PHP4のモジュールを使ってPHP3のページとPHP4のページを共存させる場合は、configureに--enable-versioningを付ける必要があります。

これでMakefileは無事にできましたが、ここから多少変則的なことをしなければなりませんでした。その要点を次にまとめます。

  • PHPのインストール
    GNU makeを実行すると、途中で「リンカがPostgreSQLのライブラリを見つけることができず、そのためPostgreSQLのシェアドライブラリを作ることができない」という警告が出ました。担当者Sはとりあえず、この警告を無視して、PHPのインストールを進め、シェアドライブラリは本体のインストール後に構築することにしました。

  • シェアドライブラリの構築
    PHPのインストール終了後、シェアドライブラリを構築するためにaclocal を実行しましたが、「コマンドが見つかりません」というエラーが出ました。aclocalのインストールがまだでした。GNU automakeにaclocalが含まれているので、GNU サイトからダウンロードしてインストールしました。その後、再度aclocalを実行してシェアドライブラリを構築しました。

  • PHP設定ファイルの編集
    PHPの設定ファイルの雛形ファイル(php.ini-dist) の名前を、/usr/local/lib/php.iniに変更して内容を編集し直しました。

  • phpinfo.php ファイルの作成
    下記の内容のphpinfo.phpファイルを/opt/ apache2/htdocs/ディレクトリに作成します。
    <?
    phpinfo();
    ?>

ここまでの作業を終えたら、http://<サーバのIPアドレス>/phpinfo.phpを開いて、PHPの設定情報が表示されることを確認します。これでPHPのインストールは完了です。

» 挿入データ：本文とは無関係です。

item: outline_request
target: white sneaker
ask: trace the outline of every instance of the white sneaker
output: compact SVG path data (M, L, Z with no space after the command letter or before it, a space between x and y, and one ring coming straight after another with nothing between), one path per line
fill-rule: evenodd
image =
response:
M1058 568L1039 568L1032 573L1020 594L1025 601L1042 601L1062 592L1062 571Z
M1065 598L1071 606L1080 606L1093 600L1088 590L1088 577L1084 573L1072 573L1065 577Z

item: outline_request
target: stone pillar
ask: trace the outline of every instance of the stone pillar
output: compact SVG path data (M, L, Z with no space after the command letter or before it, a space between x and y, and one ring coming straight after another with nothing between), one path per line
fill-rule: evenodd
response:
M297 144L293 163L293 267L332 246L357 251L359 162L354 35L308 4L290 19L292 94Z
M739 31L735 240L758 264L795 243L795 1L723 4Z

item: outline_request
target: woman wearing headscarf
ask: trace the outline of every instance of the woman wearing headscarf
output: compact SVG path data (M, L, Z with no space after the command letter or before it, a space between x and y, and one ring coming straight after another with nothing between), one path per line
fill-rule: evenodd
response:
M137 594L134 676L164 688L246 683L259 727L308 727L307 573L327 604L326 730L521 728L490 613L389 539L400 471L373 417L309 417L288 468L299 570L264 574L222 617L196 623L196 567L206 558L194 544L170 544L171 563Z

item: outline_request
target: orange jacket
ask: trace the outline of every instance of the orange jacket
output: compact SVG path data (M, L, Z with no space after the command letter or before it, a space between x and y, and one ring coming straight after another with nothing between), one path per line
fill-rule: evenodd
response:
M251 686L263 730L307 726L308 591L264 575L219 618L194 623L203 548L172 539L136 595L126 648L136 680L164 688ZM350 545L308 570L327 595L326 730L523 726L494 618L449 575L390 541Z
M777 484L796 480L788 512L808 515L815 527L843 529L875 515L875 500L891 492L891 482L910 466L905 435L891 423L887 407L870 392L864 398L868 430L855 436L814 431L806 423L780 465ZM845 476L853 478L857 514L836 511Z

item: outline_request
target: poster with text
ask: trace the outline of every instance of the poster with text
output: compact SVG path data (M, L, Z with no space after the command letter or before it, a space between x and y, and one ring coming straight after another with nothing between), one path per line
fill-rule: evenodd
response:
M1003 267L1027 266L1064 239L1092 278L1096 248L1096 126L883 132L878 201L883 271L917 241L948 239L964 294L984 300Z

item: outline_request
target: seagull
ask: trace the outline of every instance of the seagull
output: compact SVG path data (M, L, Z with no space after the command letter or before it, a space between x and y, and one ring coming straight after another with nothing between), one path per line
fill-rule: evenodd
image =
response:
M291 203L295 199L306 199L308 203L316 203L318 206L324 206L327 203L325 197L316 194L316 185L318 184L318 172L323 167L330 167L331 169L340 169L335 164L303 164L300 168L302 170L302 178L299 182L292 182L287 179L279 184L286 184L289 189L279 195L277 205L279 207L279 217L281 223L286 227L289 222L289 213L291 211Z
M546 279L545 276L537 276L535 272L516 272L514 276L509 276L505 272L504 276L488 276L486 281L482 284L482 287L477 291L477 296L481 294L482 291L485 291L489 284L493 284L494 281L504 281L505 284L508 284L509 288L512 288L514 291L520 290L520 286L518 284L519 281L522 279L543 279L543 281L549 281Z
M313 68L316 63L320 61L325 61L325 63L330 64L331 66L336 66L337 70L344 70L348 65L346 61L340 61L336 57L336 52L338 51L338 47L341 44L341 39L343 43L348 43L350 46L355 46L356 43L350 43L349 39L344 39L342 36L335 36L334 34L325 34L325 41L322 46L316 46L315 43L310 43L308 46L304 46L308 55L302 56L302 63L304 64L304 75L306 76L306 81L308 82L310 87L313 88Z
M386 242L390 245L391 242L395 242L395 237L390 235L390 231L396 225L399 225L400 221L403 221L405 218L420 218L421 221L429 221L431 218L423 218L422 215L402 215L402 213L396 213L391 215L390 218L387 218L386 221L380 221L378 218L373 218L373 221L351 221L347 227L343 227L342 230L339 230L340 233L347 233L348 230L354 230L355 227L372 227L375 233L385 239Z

<参考> Linuxへのポーティング - ミドルウェアインストール編
「会員管理・メール配信システム」

  • PostgreSQLについて
    PostgreSQLのインストールをするためのconfigureの処理ログの中で「インストールされているBisonが古すぎます。PostgreSQLはVer1.875以上のbisonを必要とします」という警告が出た。GNUサイトからbison-1.875のソースアーカイブをダウンロードし、インストールした。
  • PHPについて
    PHPのインストールでは、HP-UX時と同様、--enableversioningをつけてconfigureした。